Brazil sepertinya memang tak pernah kehabisan talenta pemain CS: GO. Beberapa tahun ini, MiBR memang cukup mendominasi pertandingan. Akan tetapi, saat ini muncul tim jagoan baru yang bisa diandalkan, yaitu FURIA Esports. Yuk kita simak perjalanan tim ini mulai dari awal berdiri hingga sekarang.

Seperti yang telah dijelaskan di atas, FURIA berdiri bulan Agustus 2017. Tim senegaranya, MiBR (yang pada saat itu bernama SK Gaming) seolah menutup performa FURIA. Saat itu, SK Gaming mempunyai skuad terbaik, yaitu Fer, Fallen, coldzera, felp, dan TACO berhasil meraih puluhan gelar bergengsi pada tahun 2017 hingga 2018. Akan tetapi, meredupnya performa coldzera CS terutama setelah diakuisisi oleh MiBR (Made in Brazil) seolah mencoreng nama baik Brazil dalam scene Elite Counter Strike Global Offensive. Tak ada gelar-gelar bergengsi dari tahun 2018 hingga saat ini.

Meredupnya performa MiBR memberikan secercah harapan baru bagi FURIA. Pada awal 2019 ini, prestasi FURIA mulai meroket. Selama bergabung sampai dengan pertengahan tahun 2018, potensi FURIA masih tertutup oleh SK Gaming. Tahun ini, FURIA mulai bangkit dengan menunjukkan performa terbaik pada beberapa pertandingan terbaik.

Kebangkitan FURIA dimulai setelah ia mendapatkan trofi pertamanya pada turnamen CG.BET Ascensao yang merupakan turnamen minor. Ia berhasil mengalahkan Virtue Gaming dengan skor penuh 2 – 0. Pada saat itu, FURIA berhasil membawa trofi juara sekaligus membawa pulang hadiah senilai US$ 12.000.

Performa yang terus membaik kembali diperlihatkan oleh Raizen dan kawan-kawan. Perlahan namun pasti, FURIA berhasil menggeser dominasi dari tim-tim besar Brazil seperti Team One, MiBR, dan juga Luminosity. Tahun ini, mereka memastikan diri untuk tidak lagi menjadi tim kelas kedua. Mereka mulai tampil percaya diri untuk menantang tim kelas-kelas dunia.

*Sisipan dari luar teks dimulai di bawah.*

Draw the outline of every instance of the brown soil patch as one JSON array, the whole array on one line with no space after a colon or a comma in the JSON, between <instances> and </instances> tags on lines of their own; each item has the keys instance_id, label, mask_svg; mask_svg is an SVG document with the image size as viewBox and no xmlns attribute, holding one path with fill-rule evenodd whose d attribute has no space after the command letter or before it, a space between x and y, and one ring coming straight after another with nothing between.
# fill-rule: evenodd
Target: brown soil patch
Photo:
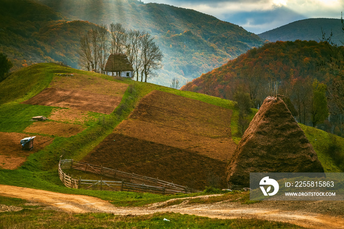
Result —
<instances>
[{"instance_id":1,"label":"brown soil patch","mask_svg":"<svg viewBox=\"0 0 344 229\"><path fill-rule=\"evenodd\" d=\"M92 197L8 185L0 185L0 195L21 198L33 203L48 205L57 210L73 213L106 212L115 215L138 215L158 212L173 212L212 218L259 219L284 222L307 228L344 228L343 214L344 201L336 201L335 205L331 201L263 201L250 205L228 201L207 204L187 204L189 200L200 198L196 197L183 198L182 203L166 207L162 206L168 206L166 203L169 201L180 199L171 200L147 207L115 207L108 201ZM211 198L213 196L201 198Z\"/></svg>"},{"instance_id":2,"label":"brown soil patch","mask_svg":"<svg viewBox=\"0 0 344 229\"><path fill-rule=\"evenodd\" d=\"M88 111L77 109L54 109L49 116L50 119L59 122L67 122L84 124L88 121L95 121L95 118L88 115Z\"/></svg>"},{"instance_id":3,"label":"brown soil patch","mask_svg":"<svg viewBox=\"0 0 344 229\"><path fill-rule=\"evenodd\" d=\"M68 138L77 135L85 129L81 125L52 121L36 121L27 127L24 132Z\"/></svg>"},{"instance_id":4,"label":"brown soil patch","mask_svg":"<svg viewBox=\"0 0 344 229\"><path fill-rule=\"evenodd\" d=\"M225 162L122 134L109 135L83 161L197 189L212 181L227 187Z\"/></svg>"},{"instance_id":5,"label":"brown soil patch","mask_svg":"<svg viewBox=\"0 0 344 229\"><path fill-rule=\"evenodd\" d=\"M31 153L37 152L52 143L53 138L37 136L33 140L31 150L22 149L20 140L30 137L28 134L0 132L0 168L14 170L21 166Z\"/></svg>"},{"instance_id":6,"label":"brown soil patch","mask_svg":"<svg viewBox=\"0 0 344 229\"><path fill-rule=\"evenodd\" d=\"M121 99L121 97L86 91L49 87L23 103L73 108L109 114L115 110Z\"/></svg>"},{"instance_id":7,"label":"brown soil patch","mask_svg":"<svg viewBox=\"0 0 344 229\"><path fill-rule=\"evenodd\" d=\"M128 87L126 84L111 81L95 76L73 73L61 76L55 74L50 86L67 90L85 90L90 92L121 98Z\"/></svg>"},{"instance_id":8,"label":"brown soil patch","mask_svg":"<svg viewBox=\"0 0 344 229\"><path fill-rule=\"evenodd\" d=\"M236 147L230 136L231 116L228 109L154 91L115 131L227 161Z\"/></svg>"},{"instance_id":9,"label":"brown soil patch","mask_svg":"<svg viewBox=\"0 0 344 229\"><path fill-rule=\"evenodd\" d=\"M207 138L181 130L173 130L156 123L138 120L125 120L115 133L156 143L187 149L212 158L228 161L236 145L229 138Z\"/></svg>"}]
</instances>

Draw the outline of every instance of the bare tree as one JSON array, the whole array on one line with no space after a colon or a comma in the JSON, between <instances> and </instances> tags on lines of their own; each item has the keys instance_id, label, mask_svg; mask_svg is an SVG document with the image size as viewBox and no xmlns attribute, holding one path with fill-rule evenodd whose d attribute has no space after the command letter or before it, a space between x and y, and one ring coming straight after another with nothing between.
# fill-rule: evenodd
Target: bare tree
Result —
<instances>
[{"instance_id":1,"label":"bare tree","mask_svg":"<svg viewBox=\"0 0 344 229\"><path fill-rule=\"evenodd\" d=\"M90 44L91 44L91 49L92 50L92 56L93 56L92 60L94 64L92 65L92 70L97 70L97 65L99 59L99 33L97 28L92 29L88 30L87 35L89 37Z\"/></svg>"},{"instance_id":2,"label":"bare tree","mask_svg":"<svg viewBox=\"0 0 344 229\"><path fill-rule=\"evenodd\" d=\"M145 33L142 38L142 70L141 71L141 81L144 74L144 82L147 79L156 76L155 71L161 68L164 55L159 48L159 46L153 40L149 33Z\"/></svg>"},{"instance_id":3,"label":"bare tree","mask_svg":"<svg viewBox=\"0 0 344 229\"><path fill-rule=\"evenodd\" d=\"M140 48L143 33L135 29L129 29L127 32L125 43L125 53L129 63L134 68L133 75L136 74L136 80L139 81L139 72L142 67L142 56Z\"/></svg>"},{"instance_id":4,"label":"bare tree","mask_svg":"<svg viewBox=\"0 0 344 229\"><path fill-rule=\"evenodd\" d=\"M174 89L179 89L180 87L179 81L175 78L173 78L171 80L171 84L170 85L170 87Z\"/></svg>"},{"instance_id":5,"label":"bare tree","mask_svg":"<svg viewBox=\"0 0 344 229\"><path fill-rule=\"evenodd\" d=\"M344 33L344 20L343 13L341 17L342 32ZM332 114L344 114L344 52L343 47L339 47L332 41L333 35L331 31L330 36L326 37L326 34L321 29L322 39L330 50L332 54L330 59L319 65L319 70L331 73L337 77L333 79L332 85L328 87L330 112ZM342 45L344 42L341 41Z\"/></svg>"},{"instance_id":6,"label":"bare tree","mask_svg":"<svg viewBox=\"0 0 344 229\"><path fill-rule=\"evenodd\" d=\"M91 67L93 69L93 63L92 61L91 46L88 37L88 33L80 38L80 47L78 51L80 56L79 65L82 68L85 68L90 71Z\"/></svg>"},{"instance_id":7,"label":"bare tree","mask_svg":"<svg viewBox=\"0 0 344 229\"><path fill-rule=\"evenodd\" d=\"M121 54L125 47L125 29L120 23L110 24L111 54Z\"/></svg>"},{"instance_id":8,"label":"bare tree","mask_svg":"<svg viewBox=\"0 0 344 229\"><path fill-rule=\"evenodd\" d=\"M98 57L99 68L102 74L105 74L104 68L109 57L109 32L106 25L102 25L98 29L99 33Z\"/></svg>"}]
</instances>

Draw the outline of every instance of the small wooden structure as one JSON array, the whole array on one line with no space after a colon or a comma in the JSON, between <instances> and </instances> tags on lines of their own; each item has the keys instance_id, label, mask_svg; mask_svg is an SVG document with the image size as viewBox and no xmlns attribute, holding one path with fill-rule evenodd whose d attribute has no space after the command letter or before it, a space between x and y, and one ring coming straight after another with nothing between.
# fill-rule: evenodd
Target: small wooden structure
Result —
<instances>
[{"instance_id":1,"label":"small wooden structure","mask_svg":"<svg viewBox=\"0 0 344 229\"><path fill-rule=\"evenodd\" d=\"M111 54L105 65L106 72L116 73L116 75L121 77L133 78L134 68L129 63L125 54Z\"/></svg>"},{"instance_id":2,"label":"small wooden structure","mask_svg":"<svg viewBox=\"0 0 344 229\"><path fill-rule=\"evenodd\" d=\"M31 119L33 121L45 121L48 119L48 118L44 116L35 116L34 117L32 117Z\"/></svg>"},{"instance_id":3,"label":"small wooden structure","mask_svg":"<svg viewBox=\"0 0 344 229\"><path fill-rule=\"evenodd\" d=\"M33 148L33 139L36 136L29 137L20 140L20 143L22 144L23 149L28 149L31 150Z\"/></svg>"}]
</instances>

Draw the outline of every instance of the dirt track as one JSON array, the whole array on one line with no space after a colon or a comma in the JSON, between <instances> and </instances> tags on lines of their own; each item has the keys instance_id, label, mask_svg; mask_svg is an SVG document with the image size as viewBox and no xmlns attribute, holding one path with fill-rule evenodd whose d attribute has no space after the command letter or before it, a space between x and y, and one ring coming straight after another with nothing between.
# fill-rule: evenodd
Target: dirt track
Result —
<instances>
[{"instance_id":1,"label":"dirt track","mask_svg":"<svg viewBox=\"0 0 344 229\"><path fill-rule=\"evenodd\" d=\"M295 203L287 207L283 207L285 204L283 203L270 206L271 201L250 205L227 201L216 204L190 205L187 204L187 199L193 198L189 198L180 204L167 207L161 207L164 203L157 203L147 207L131 208L115 207L107 201L86 196L64 194L7 185L0 185L0 195L27 200L32 202L53 206L57 210L74 213L93 212L116 215L142 215L169 211L221 219L255 218L288 222L310 228L344 228L343 211L344 201L312 202L310 203L316 206L300 209L300 205L304 204L305 201L293 201ZM338 208L335 214L321 213L318 209L317 210L316 207L318 204L328 208L330 205L336 204L333 202L338 202Z\"/></svg>"}]
</instances>

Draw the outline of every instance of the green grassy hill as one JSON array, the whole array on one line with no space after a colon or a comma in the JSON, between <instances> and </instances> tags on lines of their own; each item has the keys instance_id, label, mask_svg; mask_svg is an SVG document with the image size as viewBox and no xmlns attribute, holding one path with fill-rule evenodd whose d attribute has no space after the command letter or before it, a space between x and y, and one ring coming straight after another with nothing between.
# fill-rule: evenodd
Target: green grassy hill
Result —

FURIA dibela oleh para pemain muda yang bertalenta. Mereka adalah Yuri “yuurih” Gomes, Andrei “arT” Piovezan, Vinicius “VINI” Figueiredo, Kaike “KSCERATO” Cerato, serta Rinaldo “AbleK” Moda. Skill masing-masing pemain yang didukung dengan kerja sama tim yang bagus mampu membawa FURIA menjadi salah satu tim asal brazil yang mulai dikenal dunia.

Tahun ini, FURIA sempat mencicipi bagaimana ketatnya menembus persaingan main qualifier IEM Katowice 2019. Akan tetapi, FURIA gagal untuk bisa sampai ke Legend Stage setelah kalah dari NiP, AVANGAR, dan juga Cloud9. Meski begitu, mereka tak tinggal diam. Raizen dan kawan-kawan terus memperbaiki strategi dan juga kerja sama tim. Sampai akhirnya, FURIA pun mendapatkan kesempatan untuk tampil di DreamHack Masters Dallas 2019. Tampil dengan performa yang luar biasa, arT dan kawan-kawan pun berhasil sampai ke babak semifinal.

Meski tak sampai ke babak final, langkah FURIA ini cukup bagus. Pada DH Masters Dallas 2019, ia terpaksa harus kalah melawan salah satu tim besar dunia, yaitu Team Liquid. Mengingat FURIA masih merupakan pendatang baru, wajar saja jika ia kalah melawan Team Liquid. Ke depan, diharapkan FURIA bisa belajar dari berbagai pertandingan yang telah mereka lewati. Dari kekalahan tersebut, akan ada banyak hal yang bisa dipelajari oleh FURIA. Ke depan, tim CS: GO asal Brazil ini diharapkan bisa membawa lebih banyak lagi trofi juara.